Envoyées aux avant-postes de la mission, témoins parfois de la créativité apostolique des fondateurs, ces communautés religieuses doivent pouvoir compter sur la sympathie et la prière fraternelle des autres membres de l'institut, et sur la sollicitude particulière des supérieurs(78) .

b) Ces communautés ne doivent pas être abandonnées à elles-mêmes: il faut au contraire les aider, afin qu'elles parviennent à mener la vie communautaire, c'est-à-dire qu'elles aient des espaces pour la prière et pour des échanges fraternels; qu'elles ne soient pas conduites à relativiser l'originalité du charisme de leur institut au nom d'un service indistinct des pauvres; et pour que leur témoignage évangélique ne soit pas altéré par des interprétations ou des instrumentalisations partisanes(79) .

Les supérieurs auront soin de choisir les personnes adaptées et de préparer ces communautés, en sort que soit assurée la liaison avec les autres communautés de l'institut, e que soit garantie leur durée.
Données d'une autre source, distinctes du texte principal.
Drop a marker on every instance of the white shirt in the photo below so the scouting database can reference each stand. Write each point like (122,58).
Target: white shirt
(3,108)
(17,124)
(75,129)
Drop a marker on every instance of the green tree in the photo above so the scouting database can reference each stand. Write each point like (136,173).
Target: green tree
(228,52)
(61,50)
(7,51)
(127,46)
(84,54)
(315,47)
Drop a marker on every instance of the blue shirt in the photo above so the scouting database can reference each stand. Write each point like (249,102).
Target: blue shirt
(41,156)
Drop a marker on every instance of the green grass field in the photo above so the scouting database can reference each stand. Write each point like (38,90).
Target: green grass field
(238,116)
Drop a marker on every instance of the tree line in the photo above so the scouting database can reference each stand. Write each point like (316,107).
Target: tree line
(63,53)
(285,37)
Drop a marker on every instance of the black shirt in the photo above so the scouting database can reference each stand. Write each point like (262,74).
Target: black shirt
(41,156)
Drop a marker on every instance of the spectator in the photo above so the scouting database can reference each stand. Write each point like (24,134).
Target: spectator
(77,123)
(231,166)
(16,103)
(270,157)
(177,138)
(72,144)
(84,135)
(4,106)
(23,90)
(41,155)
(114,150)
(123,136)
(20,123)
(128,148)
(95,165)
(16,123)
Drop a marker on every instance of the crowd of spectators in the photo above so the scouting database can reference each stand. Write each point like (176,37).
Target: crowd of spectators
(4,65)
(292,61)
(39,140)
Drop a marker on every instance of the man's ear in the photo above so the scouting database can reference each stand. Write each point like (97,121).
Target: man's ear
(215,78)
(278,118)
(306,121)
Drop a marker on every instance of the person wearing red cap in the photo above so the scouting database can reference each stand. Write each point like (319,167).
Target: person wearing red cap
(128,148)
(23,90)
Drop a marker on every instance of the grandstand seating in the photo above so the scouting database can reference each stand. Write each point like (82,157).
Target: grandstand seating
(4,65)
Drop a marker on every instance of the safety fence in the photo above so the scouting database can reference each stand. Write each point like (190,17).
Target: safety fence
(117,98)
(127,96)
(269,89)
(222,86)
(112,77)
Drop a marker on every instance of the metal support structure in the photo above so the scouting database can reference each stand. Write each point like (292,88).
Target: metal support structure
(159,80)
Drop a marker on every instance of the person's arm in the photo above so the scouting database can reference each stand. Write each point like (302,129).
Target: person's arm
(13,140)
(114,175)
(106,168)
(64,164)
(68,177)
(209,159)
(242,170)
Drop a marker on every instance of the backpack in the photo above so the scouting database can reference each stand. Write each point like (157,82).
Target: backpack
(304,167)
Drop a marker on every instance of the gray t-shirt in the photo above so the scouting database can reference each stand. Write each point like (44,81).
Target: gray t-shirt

c) Il faut louer de même les autres communautés religieuses qui s'intéressent de manière active aux pauvres, dans les formes traditionnelles ou dans des formes nouvelles adaptées aux nouvelles pauvretés, ou par la sensibilisation de tous les milieux aux problèmes de la pauvreté, suscitant chez les laïcs la disponibilité au service, les vocations à l'engagement social et politique, l'organisation de secours, le volontariat.

Tout cela atteste que, dans l'Eglise, la foi est vive et la charité agissante vis-à-vis du Christ présent dans le pauvre: "Tout ce que vous avez fait à l'un de ces petits, c'est à moi que vous l'avez fait" (Mt 25,4O).

Là où l'insertion parmi les pauvres est devenue, pour les pauvres et pour la communauté elle-même, une vraie expérience de Dieu, on a vu combien il est vrai d'affirmer que les pauvres sont évangélisés et que les pauvres évangélisent.


64. Petites communautés

a) D'autres réalités sociales ont influé sur les communautés. Dans certaines régions économiquement plus développées, l'Etat a étendu son action dans les domaines de l'enseignement, de la santé, de l'assistance, souvent de telle façon qu'aucune place n'est laissée à d'autres intervenants parmi lesquels les communautés religieuses. D'autre part, la diminution du nombre des religieux et religieuses et ici et là une vision incomplète de la présence des catholiques dans l'action sociale, comprise plus comme une suppléance que comme une manifestation originale de charité chrétienne, ont rendu difficile la gestion d'oeuvres complexes.

D'où l'abandon progressif des oeuvres traditionnelles, depuis longtemps régies par des communautés importantes et homogènes, et la multiplication de petites communautés rendant des services d'un genre nouveau, le plus souvent en harmonie avec le charisme de l'institut.

b) Les petites communautés se sont multipliées également par choix délibéré de certains instituts, dans l'intention de favoriser l'union fraternelle et la collaboration par des relations plus étroites entre les personnes, et par une répartition plus large des responsabilités.

De telles communautés, comme le reconnaît Evangelica Testificatio(80) sont certainement possibles, même si elles se révèlent plus exigeantes pour leurs membres.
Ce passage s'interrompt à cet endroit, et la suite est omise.